2,create Spark code project and submit to execute:
Spark source code中的examples module包含了spark各种各样的样例程序,基于这里面的代码作为参考。
新建maven项目,TestSpark,增加scala支持:-->add Framework Support-->scala,这时候就可以new scala class了:这里参照源码中的决策树使用的例子,写一个简单的决策树来分类(DecisionTreeClassificationExample.scala)的程序:
(1)添加spark依赖:
<dependencies>
<dependency>
<groupId>org.apache.spark</groupId>
<artifactId>spark-core_2.10</artifactId>
<version>1.5.0</version>
</dependency>
<dependency>
<groupId>org.apache.spark</groupId>
<artifactId>spark-mllib_2.10</artifactId>
<version>1.5.0</version>
</dependency>
</dependencies>
(2)新建object: testHello,将DecisionTreeClassificationExample.scala中的代码copy到main函数中,依赖的包会自动import进来:
package test001_hello
import org.apache.spark.mllib.tree.DecisionTree
import org.apache.spark.mllib.tree.model.DecisionTreeModel
import org.apache.spark.mllib.util.MLUtils
import org.apache.spark.{SparkConf, SparkContext}
object testHello {
def main(args:Array[String]): Unit ={
val conf = new SparkConf().setAppName("DecisionTreeClassificationExample")
val sc = new SparkContext(conf)
// $example on$
// Load and parse the data file.
val data = MLUtils.loadLibSVMFile(sc, "sample_libsvm_data.txt")
// Split the data into training and test sets (30% held out for testing)
val splits = data.randomSplit(Array(0.7, 0.3))
val (trainingData, testData) = (splits(0), splits(1))

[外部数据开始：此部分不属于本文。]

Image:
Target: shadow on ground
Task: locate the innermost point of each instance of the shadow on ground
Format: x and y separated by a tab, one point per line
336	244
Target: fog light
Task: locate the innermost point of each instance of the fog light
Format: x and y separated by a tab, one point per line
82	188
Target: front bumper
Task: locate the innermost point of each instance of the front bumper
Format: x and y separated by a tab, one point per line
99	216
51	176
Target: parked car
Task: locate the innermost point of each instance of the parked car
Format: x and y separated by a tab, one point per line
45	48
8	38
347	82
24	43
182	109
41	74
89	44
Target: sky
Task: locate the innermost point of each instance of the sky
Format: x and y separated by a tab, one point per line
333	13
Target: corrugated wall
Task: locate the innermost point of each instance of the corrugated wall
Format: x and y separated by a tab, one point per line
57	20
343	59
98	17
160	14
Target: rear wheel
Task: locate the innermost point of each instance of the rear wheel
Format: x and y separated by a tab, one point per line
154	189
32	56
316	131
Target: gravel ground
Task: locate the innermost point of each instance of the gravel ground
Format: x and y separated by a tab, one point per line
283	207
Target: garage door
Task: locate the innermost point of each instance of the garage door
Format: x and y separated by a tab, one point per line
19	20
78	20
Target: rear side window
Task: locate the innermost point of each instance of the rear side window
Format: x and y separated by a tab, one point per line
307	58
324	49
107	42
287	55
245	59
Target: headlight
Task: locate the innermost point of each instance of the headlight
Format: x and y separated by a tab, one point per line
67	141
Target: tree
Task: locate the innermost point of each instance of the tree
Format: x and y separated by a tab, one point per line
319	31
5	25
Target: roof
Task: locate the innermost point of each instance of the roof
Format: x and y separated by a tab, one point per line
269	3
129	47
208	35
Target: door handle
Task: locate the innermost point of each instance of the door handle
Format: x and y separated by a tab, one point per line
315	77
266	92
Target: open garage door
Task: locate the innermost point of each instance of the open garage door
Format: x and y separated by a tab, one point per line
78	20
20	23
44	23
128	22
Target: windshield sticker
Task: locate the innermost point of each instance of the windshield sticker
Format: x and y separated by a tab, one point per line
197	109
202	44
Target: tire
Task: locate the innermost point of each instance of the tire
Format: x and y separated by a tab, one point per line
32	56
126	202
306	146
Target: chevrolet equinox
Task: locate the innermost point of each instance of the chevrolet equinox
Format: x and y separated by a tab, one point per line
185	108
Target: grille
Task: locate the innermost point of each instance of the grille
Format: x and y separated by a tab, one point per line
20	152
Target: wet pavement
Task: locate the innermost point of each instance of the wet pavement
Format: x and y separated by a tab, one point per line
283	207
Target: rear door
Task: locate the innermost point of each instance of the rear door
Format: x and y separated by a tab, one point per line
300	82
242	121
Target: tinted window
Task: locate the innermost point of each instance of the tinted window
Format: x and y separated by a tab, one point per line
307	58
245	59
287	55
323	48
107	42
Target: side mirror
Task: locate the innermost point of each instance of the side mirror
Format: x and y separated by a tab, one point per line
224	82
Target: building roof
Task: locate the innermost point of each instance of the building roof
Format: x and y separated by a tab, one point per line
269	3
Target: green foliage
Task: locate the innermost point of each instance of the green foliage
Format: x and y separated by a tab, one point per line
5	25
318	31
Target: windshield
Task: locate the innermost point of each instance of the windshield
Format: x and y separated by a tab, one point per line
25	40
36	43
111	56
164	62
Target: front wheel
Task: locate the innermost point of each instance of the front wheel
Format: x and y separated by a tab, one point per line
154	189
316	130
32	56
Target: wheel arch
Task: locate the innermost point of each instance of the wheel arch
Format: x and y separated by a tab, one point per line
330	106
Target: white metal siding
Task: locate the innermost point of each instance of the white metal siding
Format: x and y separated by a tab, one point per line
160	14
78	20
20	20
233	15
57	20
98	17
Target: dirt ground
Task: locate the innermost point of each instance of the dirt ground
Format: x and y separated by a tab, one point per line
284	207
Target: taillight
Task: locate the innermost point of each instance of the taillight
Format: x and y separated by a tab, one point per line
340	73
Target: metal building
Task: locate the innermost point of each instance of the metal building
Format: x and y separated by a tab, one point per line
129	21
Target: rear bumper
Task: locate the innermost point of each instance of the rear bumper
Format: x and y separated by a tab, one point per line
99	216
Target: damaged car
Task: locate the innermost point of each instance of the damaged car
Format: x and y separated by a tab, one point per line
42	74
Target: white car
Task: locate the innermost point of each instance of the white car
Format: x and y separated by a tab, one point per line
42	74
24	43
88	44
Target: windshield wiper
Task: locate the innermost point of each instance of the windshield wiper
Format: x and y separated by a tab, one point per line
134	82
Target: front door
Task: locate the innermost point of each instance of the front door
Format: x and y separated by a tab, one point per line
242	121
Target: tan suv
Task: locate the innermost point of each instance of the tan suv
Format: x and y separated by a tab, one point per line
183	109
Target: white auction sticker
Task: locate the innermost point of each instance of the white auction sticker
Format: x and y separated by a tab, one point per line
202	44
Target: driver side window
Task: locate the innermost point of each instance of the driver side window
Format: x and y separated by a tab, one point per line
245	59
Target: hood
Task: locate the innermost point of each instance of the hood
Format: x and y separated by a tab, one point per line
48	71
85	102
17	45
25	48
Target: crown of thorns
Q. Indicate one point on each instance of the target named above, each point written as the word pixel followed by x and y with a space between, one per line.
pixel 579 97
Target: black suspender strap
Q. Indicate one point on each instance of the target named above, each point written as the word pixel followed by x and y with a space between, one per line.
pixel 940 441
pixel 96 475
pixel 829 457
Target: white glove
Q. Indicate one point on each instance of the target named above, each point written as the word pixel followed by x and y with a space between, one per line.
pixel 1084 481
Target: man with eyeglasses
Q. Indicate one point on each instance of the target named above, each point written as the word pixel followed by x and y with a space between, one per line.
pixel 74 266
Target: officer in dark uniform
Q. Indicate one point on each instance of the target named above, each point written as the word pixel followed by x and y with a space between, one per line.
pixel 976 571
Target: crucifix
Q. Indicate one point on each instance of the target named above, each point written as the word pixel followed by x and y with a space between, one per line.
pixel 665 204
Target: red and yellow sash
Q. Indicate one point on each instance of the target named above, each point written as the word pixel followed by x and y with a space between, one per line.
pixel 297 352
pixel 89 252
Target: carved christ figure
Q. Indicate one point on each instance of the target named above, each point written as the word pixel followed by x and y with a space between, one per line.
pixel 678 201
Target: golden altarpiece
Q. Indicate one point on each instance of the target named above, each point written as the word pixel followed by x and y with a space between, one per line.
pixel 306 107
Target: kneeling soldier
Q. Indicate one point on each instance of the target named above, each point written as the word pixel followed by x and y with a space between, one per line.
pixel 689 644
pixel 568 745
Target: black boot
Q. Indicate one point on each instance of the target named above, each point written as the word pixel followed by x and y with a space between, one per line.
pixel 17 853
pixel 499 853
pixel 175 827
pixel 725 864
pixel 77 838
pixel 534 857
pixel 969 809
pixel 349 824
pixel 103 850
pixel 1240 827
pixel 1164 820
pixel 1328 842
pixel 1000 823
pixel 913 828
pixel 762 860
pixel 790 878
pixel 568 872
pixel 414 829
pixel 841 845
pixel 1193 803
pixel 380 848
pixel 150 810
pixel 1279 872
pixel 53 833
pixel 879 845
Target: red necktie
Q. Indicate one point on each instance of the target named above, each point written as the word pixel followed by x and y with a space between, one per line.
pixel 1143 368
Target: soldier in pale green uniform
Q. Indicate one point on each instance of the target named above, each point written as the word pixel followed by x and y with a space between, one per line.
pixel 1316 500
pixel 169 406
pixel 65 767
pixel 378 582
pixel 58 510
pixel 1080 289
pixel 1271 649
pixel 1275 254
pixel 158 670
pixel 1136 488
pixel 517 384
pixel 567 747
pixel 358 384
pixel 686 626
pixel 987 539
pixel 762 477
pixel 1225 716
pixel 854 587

// Train a DecisionTree model.
// Empty categoricalFeaturesInfo indicates all features are continuous.
val numClasses = 2
val categoricalFeaturesInfo = Map[Int, Int]()
val impurity = "gini"
val maxDepth = 5
val maxBins = 32
val model = DecisionTree.trainClassifier(trainingData, numClasses, categoricalFeaturesInfo,
impurity, maxDepth, maxBins)
// Evaluate model on test instances and compute test error
val labelAndPreds = testData.map { point =>
val prediction = model.predict(point.features)
(point.label, prediction)
}
val testErr = labelAndPreds.filter(r => r._1 != r._2).count().toDouble / testData.count()

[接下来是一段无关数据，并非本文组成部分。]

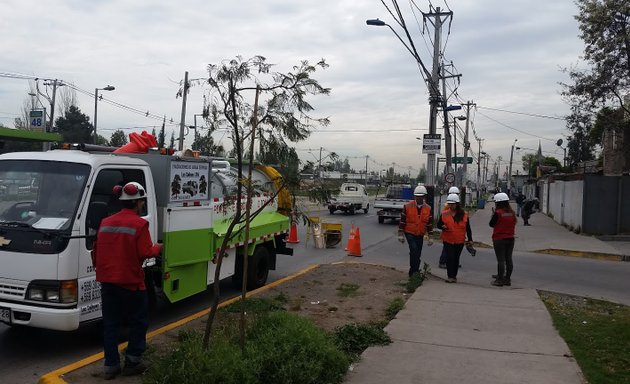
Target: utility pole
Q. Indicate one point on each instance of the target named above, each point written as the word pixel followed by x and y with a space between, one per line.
pixel 437 18
pixel 466 142
pixel 366 157
pixel 183 117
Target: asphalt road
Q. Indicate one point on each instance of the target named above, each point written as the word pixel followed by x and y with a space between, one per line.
pixel 26 354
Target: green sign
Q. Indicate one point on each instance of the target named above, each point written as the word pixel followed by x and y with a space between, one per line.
pixel 460 159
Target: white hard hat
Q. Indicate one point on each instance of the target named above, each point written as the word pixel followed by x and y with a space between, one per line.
pixel 501 196
pixel 420 190
pixel 452 198
pixel 131 191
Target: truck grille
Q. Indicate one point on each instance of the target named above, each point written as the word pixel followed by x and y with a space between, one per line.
pixel 11 291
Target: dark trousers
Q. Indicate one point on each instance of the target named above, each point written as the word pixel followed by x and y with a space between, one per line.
pixel 503 250
pixel 415 251
pixel 119 304
pixel 453 252
pixel 443 255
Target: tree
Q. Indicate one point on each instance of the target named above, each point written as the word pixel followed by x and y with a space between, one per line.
pixel 280 106
pixel 118 139
pixel 605 30
pixel 75 126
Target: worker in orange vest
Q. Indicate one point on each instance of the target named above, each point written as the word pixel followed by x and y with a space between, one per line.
pixel 442 263
pixel 455 227
pixel 415 222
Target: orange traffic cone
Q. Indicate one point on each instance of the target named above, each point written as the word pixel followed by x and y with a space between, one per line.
pixel 350 237
pixel 293 234
pixel 354 244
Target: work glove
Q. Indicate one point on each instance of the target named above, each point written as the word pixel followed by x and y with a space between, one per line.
pixel 470 248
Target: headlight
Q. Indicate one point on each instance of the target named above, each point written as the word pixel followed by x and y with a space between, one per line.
pixel 53 291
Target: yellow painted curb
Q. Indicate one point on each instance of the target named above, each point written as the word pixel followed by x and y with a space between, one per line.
pixel 54 377
pixel 589 255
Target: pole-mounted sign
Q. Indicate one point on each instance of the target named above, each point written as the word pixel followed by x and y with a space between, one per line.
pixel 431 143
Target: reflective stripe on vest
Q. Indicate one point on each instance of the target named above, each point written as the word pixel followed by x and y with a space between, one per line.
pixel 456 233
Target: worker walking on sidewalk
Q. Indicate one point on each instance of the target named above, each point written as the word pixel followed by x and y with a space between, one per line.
pixel 503 222
pixel 415 222
pixel 442 262
pixel 122 244
pixel 455 227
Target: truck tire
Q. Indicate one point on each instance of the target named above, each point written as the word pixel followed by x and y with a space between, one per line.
pixel 258 268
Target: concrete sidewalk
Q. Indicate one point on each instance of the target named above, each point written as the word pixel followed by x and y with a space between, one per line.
pixel 546 236
pixel 462 333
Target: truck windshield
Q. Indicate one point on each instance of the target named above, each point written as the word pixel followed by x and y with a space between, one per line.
pixel 40 194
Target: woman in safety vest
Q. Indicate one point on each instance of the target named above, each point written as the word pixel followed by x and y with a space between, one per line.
pixel 503 221
pixel 455 228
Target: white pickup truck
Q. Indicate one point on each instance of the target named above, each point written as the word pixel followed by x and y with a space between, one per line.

println("Test Error = " + testErr) //输出错误率
println("Learned classification tree model:\n" + model.toDebugString) //输出model
// 保存model
model.save(sc, "./target/tmp/myDecisionTreeClassificationModel")
//读取文件中保存的model
val sameModel = DecisionTreeModel.load(sc, "./target/tmp/myDecisionTreeClassificationModel")
}
}
同时,将所需要的数据文件copy到resources目录下,数据文件格式为:
0 128:51 129:159 130:253 131:159
1 159:124 160:253 161:255 162:63
可以看出第一列为label,后面的列都是 feature:sample的形式。
(3)Mvn Package,将代码打包。会发现生成的jar包中没有class文件。
注意:mvn clean package(包括compile)默认只处理java源代码的编译、打包,而不管scala。
要执行单个class可以直接在scala文件上compile xxx.scala,生成class文件后再package。要编译所有的scala文件,可以在mvn pom文件中添加如下scala插件,生成的jar包名指定为test
<build>
<finalName>test</finalName>
<plugins>
<plugin>
<groupId>org.scala-tools</groupId>
<artifactId>maven-scala-plugin</artifactId>
<executions>
<execution>
<goals>
<goal>compile</goal>
<goal>testCompile</goal>
</goals>
</execution>
</executions>
</plugin>
</plugins>
</build>
(4)在spark中提交jar包,在spark安装目录下新建test目录,将jar包copy到该目录下: spark-1.6.0-bin-hadoop2.6/test$ \cp /home/zhangwj/MyProjects/TestSpark/target/test.jar .
执行: ../bin/spark-submit --master local[2] --class test001_hello.testHello test.jar
发生错误Input path does not exist: file:~/Applications/spark-1.6.0-bin-hadoop2.6/test/sample_libsvm_data.txt
,需要将数据文件copy到test目录下。
(5)再次执行../bin/spark-submit --master local[2] --class test001_hello.testHello test.jar>>result.txt,程序可以正常结束,结果被重定向到了result.txt文件:
Test Error = 0.03125 //可以看到错误率为3.125%
Learned classification tree model: //训练模型的结果
DecisionTreeModel classifier of depth 2 with 5 nodes
If (feature 434 <= 0.0)
If (feature 99 <= 0.0)
Predict: 0.0
Else (feature 99 > 0.0)
Predict: 1.0
Else (feature 434 > 0.0)
Predict: 1.0
可以看到test目录下生成了target文件夹,该文件夹下保存的是训练的模型。注意:如果结果输出的目录target已经存在,程序也会报错。
spark-submit用法:
>bin/spark-submit -h:
Usage: spark-submit [options] <app jar | python file> [app arguments]
Usage: spark-submit --kill [submission ID] --master [spark://...]
Usage: spark-submit --status [submission ID] --master [spark://...]
Options:
--master MASTER_URL spark://host:port, mesos://host:port, yarn, or local. // local[2]代表本地模式,开启两个线程。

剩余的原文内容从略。